Implementation:Fastai Fastbook NN Sequential
| Knowledge Sources | |
|---|---|
| Domains | Deep Learning, Neural Network Architecture |
| Last Updated | 2026-02-09 17:00 GMT |
Overview
Concrete tool for constructing a multi-layer neural network with non-linear activations provided by torch.nn.Sequential, torch.nn.Linear, and torch.nn.ReLU.
Description
PyTorch's nn.Sequential container chains multiple layers into a single callable module. In fastbook Chapter 4, it replaces a manually written function that performs matrix multiplications and ReLU operations with a clean, declarative definition. The canonical two-layer network for MNIST digit classification is nn.Sequential(nn.Linear(784, 30), nn.ReLU(), nn.Linear(30, 1)).
Usage
Import and use nn.Sequential when you want to:
- Define a feedforward neural network as a sequence of layers.
- Replace manually coded forward-pass functions with a composable, modular architecture.

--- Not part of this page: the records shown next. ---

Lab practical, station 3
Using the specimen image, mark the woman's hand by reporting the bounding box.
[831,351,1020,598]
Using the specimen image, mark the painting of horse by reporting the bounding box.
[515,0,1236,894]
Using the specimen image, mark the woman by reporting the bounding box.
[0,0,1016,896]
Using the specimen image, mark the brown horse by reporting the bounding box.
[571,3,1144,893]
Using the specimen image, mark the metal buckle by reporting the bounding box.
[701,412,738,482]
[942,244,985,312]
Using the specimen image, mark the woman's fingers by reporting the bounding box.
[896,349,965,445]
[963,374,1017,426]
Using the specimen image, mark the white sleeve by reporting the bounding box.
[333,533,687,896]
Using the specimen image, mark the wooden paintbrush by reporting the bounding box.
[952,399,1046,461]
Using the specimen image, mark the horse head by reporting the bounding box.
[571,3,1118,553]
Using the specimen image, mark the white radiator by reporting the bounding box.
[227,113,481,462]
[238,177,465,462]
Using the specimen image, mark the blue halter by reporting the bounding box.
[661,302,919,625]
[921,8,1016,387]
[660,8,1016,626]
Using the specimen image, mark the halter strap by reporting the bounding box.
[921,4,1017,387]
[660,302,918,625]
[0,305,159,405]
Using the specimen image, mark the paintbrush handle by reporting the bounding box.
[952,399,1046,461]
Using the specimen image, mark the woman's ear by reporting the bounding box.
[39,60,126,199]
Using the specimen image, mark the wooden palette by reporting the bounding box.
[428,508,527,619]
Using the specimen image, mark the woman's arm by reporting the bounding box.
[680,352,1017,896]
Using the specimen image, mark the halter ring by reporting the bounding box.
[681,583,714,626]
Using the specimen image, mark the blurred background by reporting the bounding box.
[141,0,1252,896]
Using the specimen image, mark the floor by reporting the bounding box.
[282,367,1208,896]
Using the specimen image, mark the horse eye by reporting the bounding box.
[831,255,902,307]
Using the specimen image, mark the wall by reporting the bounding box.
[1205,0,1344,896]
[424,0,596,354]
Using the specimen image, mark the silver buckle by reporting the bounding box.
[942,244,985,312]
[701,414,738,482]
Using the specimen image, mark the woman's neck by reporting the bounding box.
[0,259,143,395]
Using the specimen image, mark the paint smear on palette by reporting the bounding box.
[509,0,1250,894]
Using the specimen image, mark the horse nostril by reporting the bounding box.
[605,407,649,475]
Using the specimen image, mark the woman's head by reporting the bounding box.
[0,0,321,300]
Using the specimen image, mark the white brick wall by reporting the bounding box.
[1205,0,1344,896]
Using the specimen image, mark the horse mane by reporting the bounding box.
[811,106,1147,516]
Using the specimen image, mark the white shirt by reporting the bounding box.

- Leverage PyTorch's built-in parameter tracking, gradient computation, and serialization.
Code Reference
Source Location
- Repository: fastbook
- File: 04_mnist_basics.ipynb (Chapter 4), "Adding a Nonlinearity" section
Signature
# PyTorch API
torch.nn.Sequential(*layers) -> nn.Module
torch.nn.Linear(in_features, out_features, bias=True) -> nn.Module
torch.nn.ReLU() -> nn.Module
torch.nn.functional.relu(input) -> Tensor
# The canonical two-layer network from Chapter 4
simple_net = nn.Sequential(
nn.Linear(28*28, 30),
nn.ReLU(),
nn.Linear(30, 1)
)
Import
import torch.nn as nn
import torch.nn.functional as F
I/O Contract
Inputs
| Name | Type | Required | Description |
|---|---|---|---|
| input | Tensor, shape (batch_size, 784) |
Yes | Flattened 28x28 MNIST images as a 2D tensor |
Outputs
| Name | Type | Description |
|---|---|---|
| output | Tensor, shape (batch_size, 1) |
Raw model predictions (logits) for each image in the batch |
Architecture Details
Layer-by-Layer Breakdown
| Layer | Operation | Input Shape | Output Shape | Parameters |
|---|---|---|---|---|
nn.Linear(784, 30) |
x @ W1 + b1 |
(B, 784) |
(B, 30) |
W1: (784, 30), b1: (30,) = 23,550 params |
nn.ReLU() |
max(x, 0) |
(B, 30) |
(B, 30) |
0 params |
nn.Linear(30, 1) |
x @ W2 + b2 |
(B, 30) |
(B, 1) |
W2: (30, 1), b2: (1,) = 31 params |
Total parameters: 23,581
Manual Equivalent
The nn.Sequential version is equivalent to this manual function:
# Manual version from the book
w1 = init_params((28*28, 30))
b1 = init_params(30)
w2 = init_params((30, 1))
b2 = init_params(1)
def simple_net(xb):
res = xb @ w1 + b1
res = res.max(tensor(0.0)) # ReLU
res = res @ w2 + b2
return res
Usage Examples
Basic Usage
import torch
import torch.nn as nn
from fastai.vision.all import *
# Define the neural network
simple_net = nn.Sequential(
nn.Linear(28*28, 30),
nn.ReLU(),
nn.Linear(30, 1)
)
# Inspect parameters
for name, param in simple_net.named_parameters():
print(f"{name}: {param.shape}")
# 0.weight: torch.Size([30, 784])
# 0.bias: torch.Size([30])
# 2.weight: torch.Size([1, 30])
# 2.bias: torch.Size([1])
# Forward pass on a batch of 4 flattened images
batch = torch.randn(4, 784)
output = simple_net(batch)
print(output.shape) # torch.Size([4, 1])
Training with fastai Learner
from fastai.vision.all import *
path = untar_data(URLs.MNIST_SAMPLE)
# Build DataLoaders (from previous steps)
dls = DataLoaders(dl, valid_dl)
# Create the neural network
simple_net = nn.Sequential(
nn.Linear(28*28, 30),
nn.ReLU(),
nn.Linear(30, 1)
)
# Train using fastai Learner
learn = Learner(dls, simple_net, opt_func=SGD,
loss_func=mnist_loss, metrics=batch_accuracy)
learn.fit(40, lr=0.1)
# Check accuracy
print(f"Final accuracy: {learn.recorder.values[-1][-1]:.4f}")
Using F.relu Instead of nn.ReLU()
import torch.nn.functional as F
# Functional approach (used inside a custom forward method)
class SimpleNet(nn.Module):
def __init__(self):
super().__init__()
self.linear1 = nn.Linear(28*28, 30)
self.linear2 = nn.Linear(30, 1)
def forward(self, xb):
xb = F.relu(self.linear1(xb))
return self.linear2(xb)